Deadhouse Gates Book Review




Deadhouse Gates is Steven Erikson’s second installment to his groundbreaking series, The Malazan Book of the Fallen. If anything Erikson’s work is better than in his first novel, Gardens of the Moon. I found even more intrigue, more hidden plots, and a stunning amount of history to this complex world.

I absolutely loved it. This is my kind of fantasy, the kind that draws you in and spits you out hours later. It takes me days after I finish each book to stop thinking about the stories. Erikson’s imagination is contagious. I want more.

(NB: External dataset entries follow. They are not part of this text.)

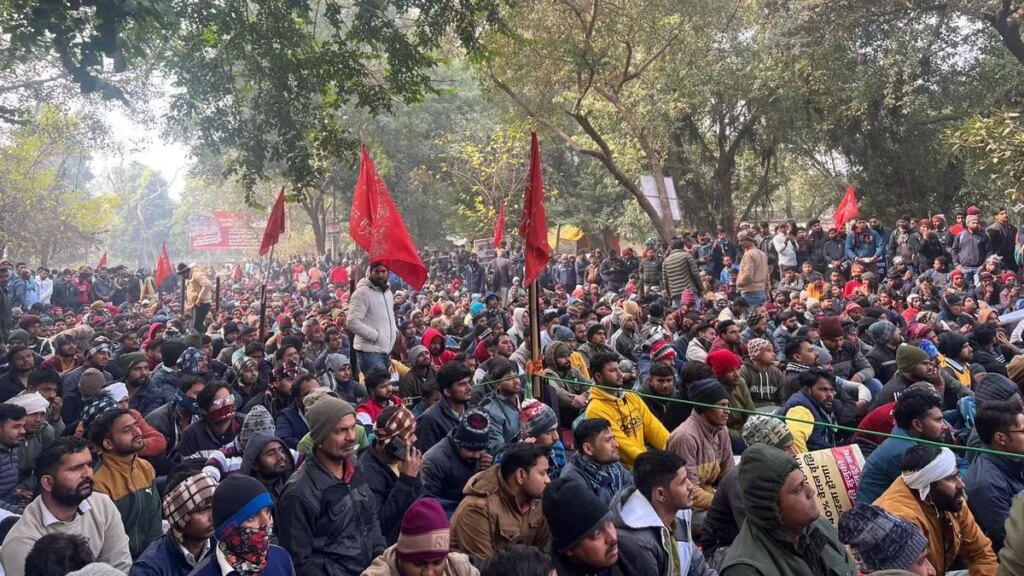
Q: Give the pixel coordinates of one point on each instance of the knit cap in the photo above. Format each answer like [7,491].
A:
[762,472]
[951,343]
[708,391]
[663,352]
[758,345]
[907,357]
[994,387]
[324,415]
[472,432]
[572,511]
[829,328]
[881,540]
[424,535]
[536,418]
[91,382]
[881,332]
[722,362]
[126,361]
[766,429]
[257,420]
[237,499]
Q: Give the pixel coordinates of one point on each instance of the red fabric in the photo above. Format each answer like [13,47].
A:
[274,224]
[534,224]
[847,209]
[500,228]
[377,227]
[163,266]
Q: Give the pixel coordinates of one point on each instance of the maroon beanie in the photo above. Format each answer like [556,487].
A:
[424,535]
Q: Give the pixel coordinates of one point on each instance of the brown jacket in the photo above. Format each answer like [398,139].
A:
[386,565]
[754,273]
[488,518]
[965,538]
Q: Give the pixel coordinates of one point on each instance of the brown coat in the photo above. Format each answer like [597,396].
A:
[488,518]
[754,273]
[387,565]
[965,539]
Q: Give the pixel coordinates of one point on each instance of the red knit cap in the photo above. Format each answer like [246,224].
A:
[424,535]
[723,362]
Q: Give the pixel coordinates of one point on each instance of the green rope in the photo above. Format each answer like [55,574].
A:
[954,447]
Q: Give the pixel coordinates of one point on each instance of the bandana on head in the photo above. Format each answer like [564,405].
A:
[194,493]
[188,361]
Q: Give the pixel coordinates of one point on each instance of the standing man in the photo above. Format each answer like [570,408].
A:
[754,280]
[327,512]
[371,318]
[199,294]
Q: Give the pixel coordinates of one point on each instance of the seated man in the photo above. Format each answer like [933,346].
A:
[929,493]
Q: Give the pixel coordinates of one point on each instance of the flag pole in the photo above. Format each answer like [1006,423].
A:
[535,337]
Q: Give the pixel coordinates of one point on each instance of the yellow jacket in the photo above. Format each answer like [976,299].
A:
[635,427]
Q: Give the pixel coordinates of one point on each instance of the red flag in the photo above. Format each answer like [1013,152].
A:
[377,227]
[534,223]
[847,209]
[500,227]
[274,224]
[163,271]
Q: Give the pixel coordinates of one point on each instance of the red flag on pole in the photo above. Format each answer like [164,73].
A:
[847,209]
[274,224]
[377,227]
[163,271]
[500,227]
[534,223]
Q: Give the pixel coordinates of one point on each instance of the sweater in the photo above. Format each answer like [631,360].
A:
[633,424]
[98,522]
[130,484]
[708,452]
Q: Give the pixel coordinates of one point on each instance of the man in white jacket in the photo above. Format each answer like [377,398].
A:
[371,318]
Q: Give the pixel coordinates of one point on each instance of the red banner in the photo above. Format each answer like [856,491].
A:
[224,231]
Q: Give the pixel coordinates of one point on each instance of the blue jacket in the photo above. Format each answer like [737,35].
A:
[991,484]
[883,466]
[279,563]
[290,426]
[164,558]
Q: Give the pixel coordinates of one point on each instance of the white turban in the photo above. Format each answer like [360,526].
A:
[940,467]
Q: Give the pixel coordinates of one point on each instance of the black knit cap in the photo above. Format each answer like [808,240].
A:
[572,511]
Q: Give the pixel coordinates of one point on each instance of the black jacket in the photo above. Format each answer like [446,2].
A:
[330,525]
[394,494]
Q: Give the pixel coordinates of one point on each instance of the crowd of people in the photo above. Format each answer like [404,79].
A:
[653,429]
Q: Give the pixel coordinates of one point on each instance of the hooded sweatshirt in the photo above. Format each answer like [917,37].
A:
[763,546]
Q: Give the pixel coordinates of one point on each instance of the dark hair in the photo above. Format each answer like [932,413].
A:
[793,346]
[992,417]
[919,456]
[662,369]
[654,468]
[40,376]
[205,398]
[11,412]
[600,360]
[297,384]
[451,373]
[376,376]
[57,554]
[521,456]
[100,428]
[912,405]
[587,430]
[809,378]
[49,458]
[517,560]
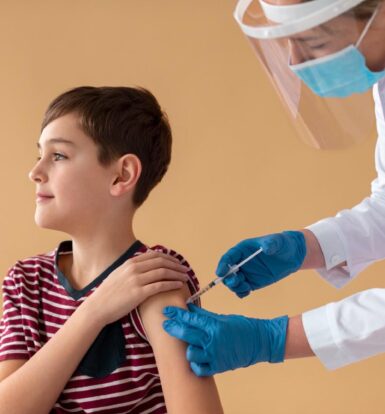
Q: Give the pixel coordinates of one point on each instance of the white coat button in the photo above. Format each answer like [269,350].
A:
[335,260]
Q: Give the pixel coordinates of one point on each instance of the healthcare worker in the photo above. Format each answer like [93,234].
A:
[322,55]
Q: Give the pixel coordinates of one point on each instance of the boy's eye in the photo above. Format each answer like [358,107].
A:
[56,155]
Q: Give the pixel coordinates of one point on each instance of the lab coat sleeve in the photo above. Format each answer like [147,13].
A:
[357,236]
[348,331]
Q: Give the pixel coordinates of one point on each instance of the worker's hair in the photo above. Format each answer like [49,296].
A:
[365,9]
[121,120]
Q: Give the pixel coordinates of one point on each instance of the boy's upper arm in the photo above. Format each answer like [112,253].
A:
[183,390]
[9,366]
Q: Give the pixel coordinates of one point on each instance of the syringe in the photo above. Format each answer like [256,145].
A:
[233,269]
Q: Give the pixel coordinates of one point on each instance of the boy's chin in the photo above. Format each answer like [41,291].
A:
[48,224]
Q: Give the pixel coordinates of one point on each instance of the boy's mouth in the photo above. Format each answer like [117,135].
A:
[42,196]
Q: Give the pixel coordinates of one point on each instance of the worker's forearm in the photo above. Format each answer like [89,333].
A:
[297,345]
[314,258]
[41,379]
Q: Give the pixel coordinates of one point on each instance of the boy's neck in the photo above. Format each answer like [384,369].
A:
[91,256]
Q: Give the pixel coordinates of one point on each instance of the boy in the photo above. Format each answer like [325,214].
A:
[78,322]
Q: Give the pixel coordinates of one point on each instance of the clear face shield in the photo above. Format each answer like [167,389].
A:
[322,56]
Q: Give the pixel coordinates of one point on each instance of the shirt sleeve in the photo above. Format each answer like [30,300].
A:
[12,337]
[348,331]
[357,235]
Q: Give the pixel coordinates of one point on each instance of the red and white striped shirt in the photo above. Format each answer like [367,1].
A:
[36,303]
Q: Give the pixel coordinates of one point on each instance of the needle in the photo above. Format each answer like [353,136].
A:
[232,270]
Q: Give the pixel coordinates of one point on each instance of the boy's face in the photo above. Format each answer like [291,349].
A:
[71,175]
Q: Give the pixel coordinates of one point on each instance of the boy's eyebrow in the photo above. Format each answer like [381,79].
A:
[57,141]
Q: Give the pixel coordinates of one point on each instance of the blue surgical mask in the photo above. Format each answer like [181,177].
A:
[340,74]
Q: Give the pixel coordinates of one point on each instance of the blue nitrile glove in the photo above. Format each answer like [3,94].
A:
[218,343]
[282,254]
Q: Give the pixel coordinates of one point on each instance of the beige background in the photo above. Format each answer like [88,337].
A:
[238,169]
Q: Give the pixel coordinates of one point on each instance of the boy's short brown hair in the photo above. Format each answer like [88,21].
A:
[121,120]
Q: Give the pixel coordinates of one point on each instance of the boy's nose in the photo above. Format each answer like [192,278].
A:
[36,175]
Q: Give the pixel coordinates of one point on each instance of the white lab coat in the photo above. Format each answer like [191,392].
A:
[353,329]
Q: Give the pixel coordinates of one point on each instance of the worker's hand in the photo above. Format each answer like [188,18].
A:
[218,343]
[133,282]
[282,254]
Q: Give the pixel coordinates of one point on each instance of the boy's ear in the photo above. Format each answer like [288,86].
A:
[127,172]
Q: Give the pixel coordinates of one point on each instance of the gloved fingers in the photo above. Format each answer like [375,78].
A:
[182,315]
[185,332]
[243,293]
[230,258]
[201,370]
[196,354]
[233,281]
[271,244]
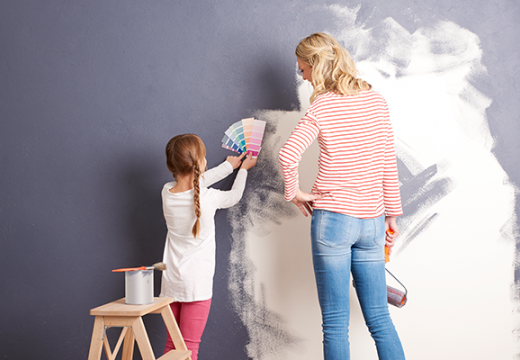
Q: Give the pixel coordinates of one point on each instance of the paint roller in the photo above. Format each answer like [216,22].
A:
[394,296]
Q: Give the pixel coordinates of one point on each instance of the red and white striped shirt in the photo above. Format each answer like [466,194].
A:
[357,164]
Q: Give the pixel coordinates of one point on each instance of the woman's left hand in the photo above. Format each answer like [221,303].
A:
[303,201]
[392,232]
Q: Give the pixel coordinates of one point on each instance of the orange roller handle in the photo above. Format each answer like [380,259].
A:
[387,249]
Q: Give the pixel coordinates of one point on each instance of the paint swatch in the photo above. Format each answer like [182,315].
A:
[244,136]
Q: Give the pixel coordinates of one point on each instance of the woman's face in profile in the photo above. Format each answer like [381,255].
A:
[305,70]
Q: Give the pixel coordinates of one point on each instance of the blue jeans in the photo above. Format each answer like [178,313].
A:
[343,244]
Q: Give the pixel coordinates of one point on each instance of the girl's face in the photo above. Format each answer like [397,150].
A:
[305,70]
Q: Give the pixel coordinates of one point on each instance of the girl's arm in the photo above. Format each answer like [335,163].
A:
[226,199]
[220,172]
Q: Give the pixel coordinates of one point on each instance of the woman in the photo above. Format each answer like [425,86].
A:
[355,198]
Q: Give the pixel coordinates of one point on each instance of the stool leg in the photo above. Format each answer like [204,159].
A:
[96,344]
[128,345]
[142,340]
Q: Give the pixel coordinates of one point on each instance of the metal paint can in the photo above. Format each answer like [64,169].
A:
[139,287]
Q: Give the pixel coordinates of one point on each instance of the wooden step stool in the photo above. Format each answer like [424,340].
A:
[129,317]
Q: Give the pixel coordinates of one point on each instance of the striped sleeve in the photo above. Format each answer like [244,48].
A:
[391,194]
[291,153]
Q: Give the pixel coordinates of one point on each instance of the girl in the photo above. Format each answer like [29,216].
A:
[189,207]
[355,197]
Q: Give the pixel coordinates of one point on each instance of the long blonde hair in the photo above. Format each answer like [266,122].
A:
[185,155]
[332,67]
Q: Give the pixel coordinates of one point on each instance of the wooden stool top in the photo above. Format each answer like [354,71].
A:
[120,308]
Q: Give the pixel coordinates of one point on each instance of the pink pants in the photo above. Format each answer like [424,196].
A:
[191,318]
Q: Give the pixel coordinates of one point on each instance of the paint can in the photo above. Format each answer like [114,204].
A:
[139,287]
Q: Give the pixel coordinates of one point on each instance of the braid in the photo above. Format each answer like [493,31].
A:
[196,199]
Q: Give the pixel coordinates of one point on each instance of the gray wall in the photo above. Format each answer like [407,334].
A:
[90,92]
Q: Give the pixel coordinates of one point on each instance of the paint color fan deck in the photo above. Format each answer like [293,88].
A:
[244,136]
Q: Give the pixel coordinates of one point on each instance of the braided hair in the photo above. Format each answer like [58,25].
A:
[185,155]
[332,67]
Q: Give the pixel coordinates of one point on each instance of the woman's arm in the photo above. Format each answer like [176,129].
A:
[291,153]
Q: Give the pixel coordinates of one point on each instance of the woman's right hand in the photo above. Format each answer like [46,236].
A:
[304,201]
[248,162]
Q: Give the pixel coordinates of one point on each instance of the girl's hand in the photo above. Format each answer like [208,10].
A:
[235,161]
[248,162]
[392,232]
[303,201]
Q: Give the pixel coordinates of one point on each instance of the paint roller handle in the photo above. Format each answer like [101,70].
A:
[387,249]
[133,269]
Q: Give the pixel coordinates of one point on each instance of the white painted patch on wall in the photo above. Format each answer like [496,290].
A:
[455,253]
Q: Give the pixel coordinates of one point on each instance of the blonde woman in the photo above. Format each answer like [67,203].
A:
[355,199]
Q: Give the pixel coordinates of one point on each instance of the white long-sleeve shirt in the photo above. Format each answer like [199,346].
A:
[357,163]
[190,261]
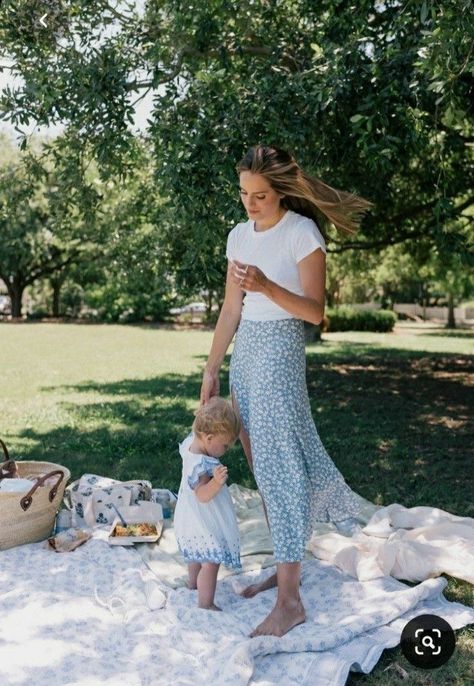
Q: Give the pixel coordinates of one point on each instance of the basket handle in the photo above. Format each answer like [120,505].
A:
[27,499]
[5,450]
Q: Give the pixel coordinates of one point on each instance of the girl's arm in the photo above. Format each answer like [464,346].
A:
[226,326]
[207,488]
[312,271]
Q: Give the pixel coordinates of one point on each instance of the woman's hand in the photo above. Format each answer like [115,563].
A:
[249,277]
[209,386]
[220,474]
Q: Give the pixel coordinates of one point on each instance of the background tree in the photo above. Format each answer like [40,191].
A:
[46,221]
[372,97]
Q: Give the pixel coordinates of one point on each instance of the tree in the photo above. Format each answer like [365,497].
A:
[372,97]
[46,221]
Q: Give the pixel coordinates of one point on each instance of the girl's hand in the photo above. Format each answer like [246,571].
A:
[220,474]
[209,386]
[249,277]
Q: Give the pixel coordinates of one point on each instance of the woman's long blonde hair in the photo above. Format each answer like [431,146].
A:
[303,193]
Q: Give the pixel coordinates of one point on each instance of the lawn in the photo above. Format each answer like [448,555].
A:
[393,411]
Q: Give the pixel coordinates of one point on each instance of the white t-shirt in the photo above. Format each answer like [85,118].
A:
[276,251]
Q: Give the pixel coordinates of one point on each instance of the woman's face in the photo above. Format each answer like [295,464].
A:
[258,197]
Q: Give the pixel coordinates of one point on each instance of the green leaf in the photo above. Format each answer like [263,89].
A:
[423,12]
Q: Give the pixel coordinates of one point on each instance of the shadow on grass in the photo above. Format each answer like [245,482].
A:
[134,435]
[395,422]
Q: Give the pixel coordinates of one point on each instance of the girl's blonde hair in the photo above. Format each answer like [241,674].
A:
[217,416]
[305,194]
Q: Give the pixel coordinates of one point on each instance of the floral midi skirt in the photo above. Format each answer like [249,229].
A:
[297,479]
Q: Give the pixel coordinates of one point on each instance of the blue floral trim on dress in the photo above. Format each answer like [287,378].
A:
[206,466]
[213,555]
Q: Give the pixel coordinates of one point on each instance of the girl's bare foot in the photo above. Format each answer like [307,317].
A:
[281,619]
[253,589]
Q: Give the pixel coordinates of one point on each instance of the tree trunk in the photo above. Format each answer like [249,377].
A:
[56,285]
[312,333]
[16,296]
[451,320]
[15,289]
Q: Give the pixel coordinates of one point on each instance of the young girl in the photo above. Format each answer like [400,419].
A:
[204,520]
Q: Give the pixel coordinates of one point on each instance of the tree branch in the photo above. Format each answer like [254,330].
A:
[400,238]
[259,50]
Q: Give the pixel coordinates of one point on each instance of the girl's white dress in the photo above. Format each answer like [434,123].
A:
[205,532]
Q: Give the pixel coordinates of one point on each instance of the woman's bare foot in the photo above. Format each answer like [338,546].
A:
[253,589]
[281,620]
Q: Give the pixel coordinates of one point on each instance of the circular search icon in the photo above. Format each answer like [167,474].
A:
[428,641]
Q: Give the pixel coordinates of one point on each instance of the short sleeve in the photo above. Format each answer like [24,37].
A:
[205,466]
[307,238]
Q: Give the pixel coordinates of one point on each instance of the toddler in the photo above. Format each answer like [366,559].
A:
[204,520]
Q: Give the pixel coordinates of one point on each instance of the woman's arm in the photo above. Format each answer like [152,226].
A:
[312,270]
[226,326]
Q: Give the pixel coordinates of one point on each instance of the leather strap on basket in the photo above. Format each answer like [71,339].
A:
[26,501]
[5,450]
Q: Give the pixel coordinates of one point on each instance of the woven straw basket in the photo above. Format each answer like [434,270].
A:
[29,517]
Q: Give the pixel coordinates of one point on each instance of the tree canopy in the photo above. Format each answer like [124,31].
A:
[372,97]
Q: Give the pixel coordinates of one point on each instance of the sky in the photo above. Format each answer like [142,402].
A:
[142,109]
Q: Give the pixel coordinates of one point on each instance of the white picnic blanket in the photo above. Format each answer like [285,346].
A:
[90,618]
[408,543]
[97,617]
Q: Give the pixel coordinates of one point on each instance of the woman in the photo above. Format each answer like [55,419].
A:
[275,282]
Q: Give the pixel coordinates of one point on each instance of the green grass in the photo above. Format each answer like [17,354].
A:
[392,410]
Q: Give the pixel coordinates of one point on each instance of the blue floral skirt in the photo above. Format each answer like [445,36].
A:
[297,479]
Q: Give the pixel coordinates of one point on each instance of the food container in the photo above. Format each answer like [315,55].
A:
[145,512]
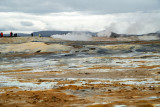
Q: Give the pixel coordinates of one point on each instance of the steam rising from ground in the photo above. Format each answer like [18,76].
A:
[74,36]
[122,23]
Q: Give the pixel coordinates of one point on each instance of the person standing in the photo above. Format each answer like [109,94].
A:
[32,34]
[11,34]
[1,34]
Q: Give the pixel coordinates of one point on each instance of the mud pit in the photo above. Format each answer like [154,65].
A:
[91,74]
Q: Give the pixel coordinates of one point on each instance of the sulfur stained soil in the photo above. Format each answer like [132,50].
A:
[125,74]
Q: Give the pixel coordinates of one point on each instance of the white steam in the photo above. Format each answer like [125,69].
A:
[74,36]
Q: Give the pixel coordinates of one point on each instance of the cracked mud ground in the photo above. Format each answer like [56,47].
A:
[90,75]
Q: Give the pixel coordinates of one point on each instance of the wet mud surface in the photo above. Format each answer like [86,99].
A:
[125,74]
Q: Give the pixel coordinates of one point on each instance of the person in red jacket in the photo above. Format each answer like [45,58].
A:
[1,34]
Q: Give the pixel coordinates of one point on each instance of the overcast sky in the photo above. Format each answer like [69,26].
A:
[121,16]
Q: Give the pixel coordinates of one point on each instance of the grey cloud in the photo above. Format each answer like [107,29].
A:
[93,6]
[26,23]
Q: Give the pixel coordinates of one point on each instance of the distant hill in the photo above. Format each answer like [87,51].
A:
[115,35]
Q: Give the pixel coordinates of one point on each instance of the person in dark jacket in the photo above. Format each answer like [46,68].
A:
[1,34]
[15,35]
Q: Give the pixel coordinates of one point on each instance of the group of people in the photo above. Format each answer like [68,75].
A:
[11,34]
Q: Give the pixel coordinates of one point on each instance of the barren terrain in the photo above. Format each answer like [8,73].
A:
[56,73]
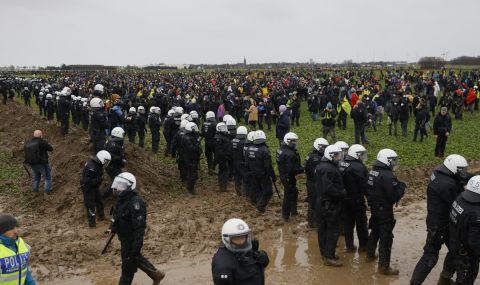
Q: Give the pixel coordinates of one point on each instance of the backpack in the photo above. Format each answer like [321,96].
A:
[32,152]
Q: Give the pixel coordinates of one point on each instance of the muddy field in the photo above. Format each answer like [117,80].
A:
[183,231]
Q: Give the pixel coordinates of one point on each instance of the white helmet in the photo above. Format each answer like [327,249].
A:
[357,151]
[235,228]
[124,183]
[99,88]
[186,117]
[455,163]
[118,132]
[104,157]
[290,139]
[227,117]
[183,124]
[250,136]
[473,184]
[191,127]
[242,131]
[320,143]
[194,115]
[259,137]
[210,115]
[231,124]
[388,157]
[221,127]
[96,103]
[333,153]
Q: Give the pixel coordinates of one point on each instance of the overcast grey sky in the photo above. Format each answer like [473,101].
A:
[121,32]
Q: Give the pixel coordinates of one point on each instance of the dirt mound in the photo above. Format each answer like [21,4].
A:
[178,224]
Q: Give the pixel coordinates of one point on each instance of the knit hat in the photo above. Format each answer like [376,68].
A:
[7,222]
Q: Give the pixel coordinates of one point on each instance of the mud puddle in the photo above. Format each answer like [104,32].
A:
[295,259]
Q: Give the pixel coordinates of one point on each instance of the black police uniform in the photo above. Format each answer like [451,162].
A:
[154,123]
[92,177]
[261,173]
[141,123]
[208,132]
[238,163]
[114,146]
[355,177]
[129,223]
[329,193]
[98,129]
[190,145]
[230,268]
[288,162]
[384,191]
[465,236]
[223,152]
[63,107]
[311,162]
[442,190]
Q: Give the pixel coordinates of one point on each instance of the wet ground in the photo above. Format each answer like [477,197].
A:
[295,259]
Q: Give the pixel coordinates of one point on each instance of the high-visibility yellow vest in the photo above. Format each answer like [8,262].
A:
[13,265]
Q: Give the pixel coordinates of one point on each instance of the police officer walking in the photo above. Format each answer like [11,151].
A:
[355,177]
[259,166]
[129,223]
[99,127]
[238,260]
[446,183]
[311,162]
[384,191]
[465,232]
[90,182]
[190,145]
[330,193]
[288,162]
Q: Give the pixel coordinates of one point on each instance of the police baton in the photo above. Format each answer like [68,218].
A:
[276,189]
[108,243]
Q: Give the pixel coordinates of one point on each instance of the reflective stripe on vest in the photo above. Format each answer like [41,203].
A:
[13,265]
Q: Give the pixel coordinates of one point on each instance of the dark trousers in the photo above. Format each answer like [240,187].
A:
[290,197]
[262,189]
[435,239]
[382,234]
[355,216]
[155,141]
[130,264]
[328,227]
[93,203]
[440,146]
[466,267]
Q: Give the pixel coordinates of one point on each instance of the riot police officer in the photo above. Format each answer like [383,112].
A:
[311,162]
[384,191]
[329,193]
[90,182]
[355,177]
[238,260]
[446,183]
[208,133]
[223,151]
[129,223]
[260,169]
[465,232]
[154,122]
[99,127]
[288,162]
[238,144]
[190,145]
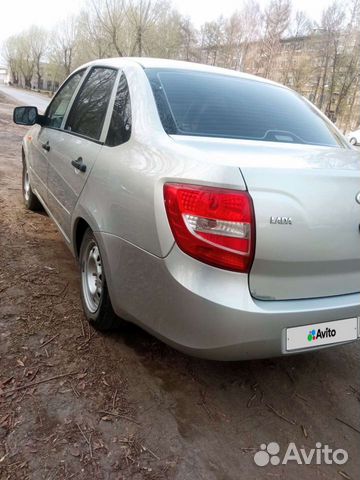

Pros: Super complex, great characters, interesting plot lines, intellectual writing, original work

Cons: Super complex, sometime loses the reader, almost too good

-WeariedJuggler

Tuesday, March 11, 2008

Gardens of the Moon Book Review


Inside the covers was a world so honest that it approached cruelty. It was beautiful. Steven Erikson created a world unrivaled in its vastness; only to give us a glimpse of it in Gardens of the Moon. The civilizations, and even the continents that they inhabit, are merely blades of grass to the fields of history Erikson has created.


This book is extremely intelligent and philosophical. I would like to say it is real, because of the way Erikson brutally delivers his truths. It is refreshing to find a story that doesn’t protect protagonists. I always feel cheated when movies or novels make the heroes into immortal gods. In the Malazan Book of the Fallen, heroes die. And so do gods.


I wholeheartedly recommend this book. The characters are vibrant, and the world is complex enough to keep ones mind reeling for weeks at a time; it steers clear of the Tolkien rip-offs we often see in fantasy today, and delivers beauty in the form intrigue, magic, and stark cruelty.